Coffee is a way of life.

Legend says that in the eighth century AD, an Ethiopian goatherd, Kaldi, discovered coffee. 

coffeeGoats tried a red berry which grew on the hillside. The animals became friskier and their owners noticed it and tried the berries too. Also the monks from that area tried them and they prayed that night with more energy than ever. Soon Africans made bars out of this bean. They also made wine and it was very popular.

In the tenth century coffee moved from the African continent to Arabia and for many centuries the white man couldn’t get it.

In less than three hundred years, coffee became an important part of the Arabian culture. Where Islam travelled, coffee went too and reached places like India, North Africa and the Eastern Mediterranean.

By 1600 AD, it was present in most palaces of the eastern world. But it was a secret how to make it into a brew. The bean was usually boiled so that it could not have been spread to other cultures and countries.
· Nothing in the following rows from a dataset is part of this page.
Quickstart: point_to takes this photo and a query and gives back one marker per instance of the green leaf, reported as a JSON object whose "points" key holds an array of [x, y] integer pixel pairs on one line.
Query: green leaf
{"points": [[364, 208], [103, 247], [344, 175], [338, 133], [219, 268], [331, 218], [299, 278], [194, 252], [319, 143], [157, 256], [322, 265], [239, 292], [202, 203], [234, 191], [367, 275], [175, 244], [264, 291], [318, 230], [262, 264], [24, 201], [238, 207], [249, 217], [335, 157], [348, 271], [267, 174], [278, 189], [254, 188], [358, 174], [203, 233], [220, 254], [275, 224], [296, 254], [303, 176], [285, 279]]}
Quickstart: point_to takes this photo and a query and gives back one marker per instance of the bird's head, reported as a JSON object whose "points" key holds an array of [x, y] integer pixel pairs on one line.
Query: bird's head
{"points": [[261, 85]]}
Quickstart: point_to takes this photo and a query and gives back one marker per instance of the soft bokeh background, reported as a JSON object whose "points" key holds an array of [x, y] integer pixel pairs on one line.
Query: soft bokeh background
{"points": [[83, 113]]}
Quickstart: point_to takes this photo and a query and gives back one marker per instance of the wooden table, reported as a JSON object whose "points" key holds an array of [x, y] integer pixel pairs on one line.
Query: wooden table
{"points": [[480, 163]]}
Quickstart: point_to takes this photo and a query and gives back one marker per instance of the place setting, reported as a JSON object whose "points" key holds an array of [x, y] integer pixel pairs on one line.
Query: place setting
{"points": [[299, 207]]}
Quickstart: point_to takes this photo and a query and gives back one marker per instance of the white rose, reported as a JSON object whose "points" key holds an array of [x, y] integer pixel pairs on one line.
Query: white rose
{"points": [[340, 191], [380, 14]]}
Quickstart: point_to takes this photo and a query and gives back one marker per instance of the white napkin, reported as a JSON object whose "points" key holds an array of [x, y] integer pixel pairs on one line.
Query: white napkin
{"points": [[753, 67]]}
An Indian pilgrim, Baba Budan, brought beans that could be planted to Mecca around 1615. So it spread from Asia to plantations all over the world.

The Dutch were the first to grow a coffee plant in European soil. It made them the first coffee businessmen.

In 1714, Louis XIV received a coffee plant for the royal Botanical Garden in Paris. Several years later, a young naval officer, Gabriel Mathieu de Clieu, wanted a clipping of the plant but was denied. However, he stole what he wanted and took it with him to Martinique and he planted it. From there, coffee spread all over Latin America.